Le coup de force de l’armée, pourtant considérée comme la plus légaliste sous ces latitudes, avec le soutien actif des USA, nous incita à imaginer qu’en cas de victoire de la gauche en France, un jour, le danger putschiste serait bien réel.

Affiches de l’époque de l’Unité Populaire, sous Allende [collection YF]

" La joie est notre concept "

Arte diffusait ces jours-ci " No ", film de Pablo Larrain sorti en 2012. L’histoire se passe à Santiago-du-Chili, en 1988 : le dictateur Pinochet cherche à donner un second souffle à son pouvoir et lance un référendum, espérant ainsi retrouver par un plébiscite une place dans le concert international. La bataille bat son plein : les partisans du " No " à Pinochet veulent rappeler les crimes commis, les " 1 248 disparus ", les 40 % de Chiliens vivant sous le seuil de pauvreté.

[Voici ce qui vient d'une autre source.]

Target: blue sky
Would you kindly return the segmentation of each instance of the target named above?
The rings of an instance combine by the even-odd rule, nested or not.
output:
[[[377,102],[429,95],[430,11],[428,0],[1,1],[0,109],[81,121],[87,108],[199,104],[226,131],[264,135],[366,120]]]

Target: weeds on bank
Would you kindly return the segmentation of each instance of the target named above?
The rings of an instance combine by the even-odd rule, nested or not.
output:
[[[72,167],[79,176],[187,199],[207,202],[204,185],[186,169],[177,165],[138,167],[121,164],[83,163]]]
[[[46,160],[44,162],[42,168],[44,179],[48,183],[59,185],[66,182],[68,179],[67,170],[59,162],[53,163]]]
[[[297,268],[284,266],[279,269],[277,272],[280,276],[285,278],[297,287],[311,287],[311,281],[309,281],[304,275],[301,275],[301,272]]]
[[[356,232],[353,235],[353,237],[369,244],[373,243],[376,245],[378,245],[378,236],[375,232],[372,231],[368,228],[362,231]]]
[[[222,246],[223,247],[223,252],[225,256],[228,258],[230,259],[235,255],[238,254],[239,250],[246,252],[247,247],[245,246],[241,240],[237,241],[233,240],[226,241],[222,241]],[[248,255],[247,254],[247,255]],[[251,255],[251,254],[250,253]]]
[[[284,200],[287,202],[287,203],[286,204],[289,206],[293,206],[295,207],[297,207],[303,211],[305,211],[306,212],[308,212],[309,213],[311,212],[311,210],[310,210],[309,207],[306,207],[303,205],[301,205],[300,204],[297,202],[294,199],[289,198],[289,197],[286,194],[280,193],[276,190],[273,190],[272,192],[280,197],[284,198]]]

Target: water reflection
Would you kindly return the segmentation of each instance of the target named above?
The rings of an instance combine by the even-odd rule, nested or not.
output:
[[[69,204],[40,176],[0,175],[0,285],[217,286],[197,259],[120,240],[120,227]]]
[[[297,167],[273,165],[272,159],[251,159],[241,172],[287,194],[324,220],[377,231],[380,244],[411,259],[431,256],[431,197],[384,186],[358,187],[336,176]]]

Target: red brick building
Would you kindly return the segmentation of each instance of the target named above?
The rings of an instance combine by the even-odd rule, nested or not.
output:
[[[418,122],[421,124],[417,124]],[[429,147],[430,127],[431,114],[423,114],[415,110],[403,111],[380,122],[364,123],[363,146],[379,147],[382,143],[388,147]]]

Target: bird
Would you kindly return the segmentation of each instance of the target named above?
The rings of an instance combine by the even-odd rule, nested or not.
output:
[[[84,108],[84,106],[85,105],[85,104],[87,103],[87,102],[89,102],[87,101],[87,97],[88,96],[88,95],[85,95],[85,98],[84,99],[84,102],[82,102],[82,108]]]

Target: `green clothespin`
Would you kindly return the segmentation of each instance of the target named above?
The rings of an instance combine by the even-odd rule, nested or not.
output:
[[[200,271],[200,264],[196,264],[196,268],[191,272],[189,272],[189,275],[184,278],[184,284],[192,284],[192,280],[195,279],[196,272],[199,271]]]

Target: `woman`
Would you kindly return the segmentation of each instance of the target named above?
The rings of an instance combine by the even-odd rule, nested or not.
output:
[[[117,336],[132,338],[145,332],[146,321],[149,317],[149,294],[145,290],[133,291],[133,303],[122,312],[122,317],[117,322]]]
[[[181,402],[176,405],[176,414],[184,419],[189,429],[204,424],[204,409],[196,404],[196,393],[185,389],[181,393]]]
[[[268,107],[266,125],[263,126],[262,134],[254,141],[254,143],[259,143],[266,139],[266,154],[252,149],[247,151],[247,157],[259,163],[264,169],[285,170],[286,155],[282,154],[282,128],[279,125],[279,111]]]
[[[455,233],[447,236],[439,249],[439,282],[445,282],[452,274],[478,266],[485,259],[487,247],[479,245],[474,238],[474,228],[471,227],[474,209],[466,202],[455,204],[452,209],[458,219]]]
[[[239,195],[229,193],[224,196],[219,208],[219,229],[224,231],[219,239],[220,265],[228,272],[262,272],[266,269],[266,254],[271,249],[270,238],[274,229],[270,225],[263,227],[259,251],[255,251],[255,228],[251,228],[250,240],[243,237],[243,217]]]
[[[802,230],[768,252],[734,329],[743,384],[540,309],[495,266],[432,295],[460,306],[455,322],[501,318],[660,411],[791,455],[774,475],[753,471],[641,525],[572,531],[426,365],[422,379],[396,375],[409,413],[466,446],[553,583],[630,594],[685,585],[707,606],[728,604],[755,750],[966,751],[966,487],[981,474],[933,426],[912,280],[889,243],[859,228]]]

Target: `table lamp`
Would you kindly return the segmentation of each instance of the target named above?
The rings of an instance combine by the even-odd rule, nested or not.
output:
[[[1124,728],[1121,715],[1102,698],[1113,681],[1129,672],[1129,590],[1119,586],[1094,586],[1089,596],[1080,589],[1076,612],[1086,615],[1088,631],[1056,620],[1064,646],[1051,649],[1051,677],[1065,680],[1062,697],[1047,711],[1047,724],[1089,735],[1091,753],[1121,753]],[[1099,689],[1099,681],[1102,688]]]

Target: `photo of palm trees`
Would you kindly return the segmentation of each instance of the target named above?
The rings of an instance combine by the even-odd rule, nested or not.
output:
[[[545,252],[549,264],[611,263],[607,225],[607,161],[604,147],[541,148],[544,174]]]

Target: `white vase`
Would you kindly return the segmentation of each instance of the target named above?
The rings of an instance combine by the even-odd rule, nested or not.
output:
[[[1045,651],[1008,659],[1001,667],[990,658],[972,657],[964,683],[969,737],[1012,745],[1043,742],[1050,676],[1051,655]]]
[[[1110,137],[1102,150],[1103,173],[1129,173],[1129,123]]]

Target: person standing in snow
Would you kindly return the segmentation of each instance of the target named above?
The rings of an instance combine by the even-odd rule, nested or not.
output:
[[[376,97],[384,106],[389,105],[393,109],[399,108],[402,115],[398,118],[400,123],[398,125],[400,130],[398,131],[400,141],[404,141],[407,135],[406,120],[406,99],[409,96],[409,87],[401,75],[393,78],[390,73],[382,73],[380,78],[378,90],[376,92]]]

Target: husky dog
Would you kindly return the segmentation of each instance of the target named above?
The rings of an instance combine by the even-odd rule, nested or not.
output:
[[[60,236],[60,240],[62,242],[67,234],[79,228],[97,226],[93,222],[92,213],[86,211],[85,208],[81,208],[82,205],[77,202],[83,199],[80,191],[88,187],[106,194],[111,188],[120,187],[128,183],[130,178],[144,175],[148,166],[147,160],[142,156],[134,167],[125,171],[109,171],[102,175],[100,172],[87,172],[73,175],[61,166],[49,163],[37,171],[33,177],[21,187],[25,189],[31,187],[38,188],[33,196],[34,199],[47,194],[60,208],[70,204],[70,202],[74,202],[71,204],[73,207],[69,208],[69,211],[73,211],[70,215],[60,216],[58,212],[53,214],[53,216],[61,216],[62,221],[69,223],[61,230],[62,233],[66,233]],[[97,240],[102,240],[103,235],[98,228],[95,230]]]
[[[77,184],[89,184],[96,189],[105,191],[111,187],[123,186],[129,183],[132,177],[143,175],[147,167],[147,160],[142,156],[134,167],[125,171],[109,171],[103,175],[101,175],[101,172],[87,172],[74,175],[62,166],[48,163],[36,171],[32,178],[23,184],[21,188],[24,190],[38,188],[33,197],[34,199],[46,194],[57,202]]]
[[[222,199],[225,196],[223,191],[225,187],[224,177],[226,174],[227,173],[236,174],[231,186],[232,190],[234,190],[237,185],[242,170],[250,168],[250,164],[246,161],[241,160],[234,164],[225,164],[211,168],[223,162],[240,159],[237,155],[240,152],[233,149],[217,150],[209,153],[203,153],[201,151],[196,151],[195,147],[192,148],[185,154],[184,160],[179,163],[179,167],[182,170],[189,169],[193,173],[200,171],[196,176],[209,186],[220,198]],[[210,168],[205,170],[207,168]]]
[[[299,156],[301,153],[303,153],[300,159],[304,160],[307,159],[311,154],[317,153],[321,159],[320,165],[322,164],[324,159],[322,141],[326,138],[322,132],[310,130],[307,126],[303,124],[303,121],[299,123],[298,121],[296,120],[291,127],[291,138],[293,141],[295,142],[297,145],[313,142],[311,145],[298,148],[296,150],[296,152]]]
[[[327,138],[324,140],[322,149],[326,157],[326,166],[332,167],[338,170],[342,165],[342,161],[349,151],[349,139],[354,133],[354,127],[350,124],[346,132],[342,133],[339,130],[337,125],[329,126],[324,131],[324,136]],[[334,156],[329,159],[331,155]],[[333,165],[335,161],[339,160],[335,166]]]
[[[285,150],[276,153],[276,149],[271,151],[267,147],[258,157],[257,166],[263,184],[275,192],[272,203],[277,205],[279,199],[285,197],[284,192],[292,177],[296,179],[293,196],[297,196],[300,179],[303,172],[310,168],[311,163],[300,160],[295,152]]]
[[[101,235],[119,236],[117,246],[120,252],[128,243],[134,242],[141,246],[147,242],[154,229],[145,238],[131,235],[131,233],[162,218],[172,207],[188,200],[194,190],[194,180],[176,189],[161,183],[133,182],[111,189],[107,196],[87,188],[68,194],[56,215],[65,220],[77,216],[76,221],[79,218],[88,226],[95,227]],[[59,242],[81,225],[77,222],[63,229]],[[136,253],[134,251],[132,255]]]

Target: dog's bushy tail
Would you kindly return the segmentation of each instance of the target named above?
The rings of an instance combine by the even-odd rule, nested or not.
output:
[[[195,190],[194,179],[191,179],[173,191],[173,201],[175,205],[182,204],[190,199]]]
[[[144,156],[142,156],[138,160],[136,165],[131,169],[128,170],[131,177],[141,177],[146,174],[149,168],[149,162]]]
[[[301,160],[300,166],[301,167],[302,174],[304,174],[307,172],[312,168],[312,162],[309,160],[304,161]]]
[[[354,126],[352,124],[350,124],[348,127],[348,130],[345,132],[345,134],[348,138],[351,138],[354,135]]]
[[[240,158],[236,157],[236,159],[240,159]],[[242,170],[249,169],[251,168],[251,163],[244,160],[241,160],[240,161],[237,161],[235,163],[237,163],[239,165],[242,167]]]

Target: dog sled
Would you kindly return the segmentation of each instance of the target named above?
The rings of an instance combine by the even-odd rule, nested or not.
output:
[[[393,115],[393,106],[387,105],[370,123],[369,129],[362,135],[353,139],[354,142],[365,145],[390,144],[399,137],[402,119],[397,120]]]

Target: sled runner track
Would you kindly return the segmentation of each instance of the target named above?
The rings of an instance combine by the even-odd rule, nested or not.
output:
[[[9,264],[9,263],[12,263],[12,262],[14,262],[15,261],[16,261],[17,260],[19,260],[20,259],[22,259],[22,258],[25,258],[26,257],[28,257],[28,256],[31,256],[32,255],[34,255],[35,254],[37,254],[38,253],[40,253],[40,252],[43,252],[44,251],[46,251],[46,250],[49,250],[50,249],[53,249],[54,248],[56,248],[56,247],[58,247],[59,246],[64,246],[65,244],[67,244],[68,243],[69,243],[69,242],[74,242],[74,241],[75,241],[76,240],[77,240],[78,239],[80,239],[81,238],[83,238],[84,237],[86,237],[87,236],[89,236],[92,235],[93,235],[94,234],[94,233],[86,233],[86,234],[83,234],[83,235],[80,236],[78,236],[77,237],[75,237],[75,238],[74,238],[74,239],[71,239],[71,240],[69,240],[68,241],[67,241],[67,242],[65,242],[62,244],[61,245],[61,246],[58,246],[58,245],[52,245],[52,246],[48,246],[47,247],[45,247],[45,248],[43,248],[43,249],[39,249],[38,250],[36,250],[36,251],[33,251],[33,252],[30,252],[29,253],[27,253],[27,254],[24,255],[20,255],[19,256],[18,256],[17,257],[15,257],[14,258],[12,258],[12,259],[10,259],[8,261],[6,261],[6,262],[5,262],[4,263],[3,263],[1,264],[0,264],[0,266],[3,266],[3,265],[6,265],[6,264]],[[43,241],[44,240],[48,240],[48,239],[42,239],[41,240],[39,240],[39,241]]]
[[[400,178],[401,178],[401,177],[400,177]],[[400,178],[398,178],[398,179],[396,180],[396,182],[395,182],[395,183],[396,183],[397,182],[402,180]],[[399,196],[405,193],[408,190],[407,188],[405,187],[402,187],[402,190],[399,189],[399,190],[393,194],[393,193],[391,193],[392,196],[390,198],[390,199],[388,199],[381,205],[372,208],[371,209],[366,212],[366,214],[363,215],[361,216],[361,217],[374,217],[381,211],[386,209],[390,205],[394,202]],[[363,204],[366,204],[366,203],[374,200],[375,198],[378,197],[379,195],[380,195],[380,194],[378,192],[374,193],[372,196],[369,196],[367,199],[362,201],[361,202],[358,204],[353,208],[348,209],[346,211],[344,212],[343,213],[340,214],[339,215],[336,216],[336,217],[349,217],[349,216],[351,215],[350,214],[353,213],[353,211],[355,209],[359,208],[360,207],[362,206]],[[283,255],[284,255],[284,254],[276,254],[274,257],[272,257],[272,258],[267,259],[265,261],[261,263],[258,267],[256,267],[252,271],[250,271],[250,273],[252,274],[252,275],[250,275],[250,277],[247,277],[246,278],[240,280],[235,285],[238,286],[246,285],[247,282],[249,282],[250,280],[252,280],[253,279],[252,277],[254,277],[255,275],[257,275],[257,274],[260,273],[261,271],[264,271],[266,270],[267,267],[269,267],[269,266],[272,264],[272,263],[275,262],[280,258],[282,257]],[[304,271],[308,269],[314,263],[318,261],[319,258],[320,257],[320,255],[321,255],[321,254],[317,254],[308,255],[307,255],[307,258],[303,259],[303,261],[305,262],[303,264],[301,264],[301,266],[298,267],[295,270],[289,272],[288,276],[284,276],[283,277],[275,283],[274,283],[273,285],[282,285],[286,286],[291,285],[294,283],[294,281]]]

Ils pensent pouvoir gagner en se faisant l’écho du sentiment de désespérance. Un personnage va jusqu’à dire : " Ce pays a besoin d’un acte divin ".

Une nouvelle génération voit les choses de façon totalement différente : René Saavedra (interprété par Gael Garcia Bernal, qui a joué auparavant le Che), jeune publicitaire, estime qu’il ne faut pas parler du passé.

Une employée pour le ménage dans les bureaux de l’agence est interrogée : elle est pour le " oui ", car elle vit bien, son fils fait des études, sa fille a du travail. Le passé, les massacres, les disparitions, " c’est du passé ".

Saavedra promène sa mine triste tout en proclamant que le message doit être agréable, joyeux, chargé d’humour : " le calme après la tempête ".

Il se met à dos une vieille garde qui insiste pour que l’on prenne en compte la douleur des gens et s’offusque que le mot d’ordre soit : " la joie est notre concept ". Elle y voit là de la pub pour Coca Cola, alors que des camarades ont été égorgés par ce pouvoir.

Le logo retenu représente le " No " avec un arc-en-ciel : seule allusion bien diffuse à des tendances politiques diverses (centre, gauche, extrême-gauche) grâce aux couleurs du rouge au violet ou plutôt du jaune au vert (" un truc de pédés ", assène un opposant à cette modernité). Pendant ce temps, la propagande de Pinochet pour le " Si " est un véritable hymne à la soviétique.

Et le soir des résultats, dans un premier temps, les partisans de la dictature sont tellement sûrs d’eux, qu’ils annoncent la victoire du " Si ", pour bien vite déchanter : c’est le Non qui a gagné.

Saavedra, qui n’avait cessé de répéter de toujours tenir compte du " contexte social actuel ", retourne à son métier : une pub avec top-modèle au sommet d’une tour. Comme dit Télérama : " Morale mordante : Pinochet aura été chassé par l’ultralibéralisme qu’il avait contribué à installer. "

Mordante, et désabusée.

Le renversement du régime suite à un scrutin qu’il avait lui-même voulu et organisé fera que les crimes commis quinze ans auparavant et la répression exercée durant tout ce temps, ne furent jamais poursuivis. Pinochet fut même relaxé par une Cour pour les crimes de l’opération Condor.

Le prix à payer pour que la démocratie advienne ? Pas sûr que la paix se construise sur des charniers prétendument oubliés.

YVES FAUCOUP

MediaPart

(1) Les chiffres admis aujourd’hui sont les suivants : " 2 277 morts ou disparus, 33 000 arrestations arbitraires et cas de tortures ", selon F. Aubenas qui reprend l’évaluation faite par le Comité Vérité et Réconciliation.

- Marcia Merino, " Confession d’une délatrice ", Florence Aubenas, Le Monde du 11 août :

http://www.lemonde.fr/festival/article/2016/08/10/confession-d-une-delatrice_4980632_4415198.html

- " No " : bande annonce ici :

https://www.youtube.com/watch?v=bhgSGL5-iv0&feature=youtu.be

Le film a été tourné avec des caméras des années 80, ainsi le format et le grain de l’image intègrent plus facilement les extraits d’actualités télévisées de 1988.